中東情勢の悪化を受け、UAE・アラブ首長国連邦で開かれていたテニスの国際大会が中止になりました。参加していた岡山市出身の選手が緊急帰国し、心境を語りました。
(岡山市出身のテニス選手/楠原悠介さん[28])
「爆撃音、ドローン攻撃した音が、ドーンドーンという音が数十回鳴った」
岡山市出身で愛媛県のテニスの実業団チームに所属する楠原悠介さん(28)です。
楠原さんは、国際大会に出場するため2月27日にUAEを訪れ、ドバイから東へ100kmほど離れたフジャイラに滞在していました。
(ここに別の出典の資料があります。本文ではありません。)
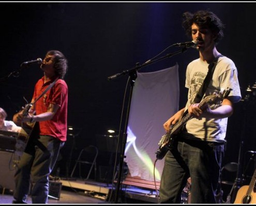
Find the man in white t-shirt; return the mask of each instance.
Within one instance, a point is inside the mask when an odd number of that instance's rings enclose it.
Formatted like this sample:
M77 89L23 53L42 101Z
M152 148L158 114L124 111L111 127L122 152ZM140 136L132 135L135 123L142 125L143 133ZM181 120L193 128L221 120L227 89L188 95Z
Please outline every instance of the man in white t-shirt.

フジャイラは、事実上封鎖されているホルムズ海峡の南東に位置しています。
シングルスの予選で敗退した楠原さんは、3月2日、ダブルスの初戦に向けてウォーミングアップをしていたところ、携帯電話から緊急事態を知らせるアラビア語のアラートが鳴り響いたということです。
選手たちは大会のスタッフからその日の試合が中止になったことを聞き、その後、大会自体も中止となりました。
(大会スタッフ)
「ホテルに避難し、次の指示まで待機してください」
楠原さんが現地で確認した情報によると、大会会場近くの石油工業地帯でドローン攻撃とみられる爆発が起きたということです。
(岡山市出身のテニス選手/楠原悠介さん[28])
「煙などが見える距離で、巻き込まれたと感じた」
その後、楠原さんはドバイから台湾を経由し、3月6日に帰国しました。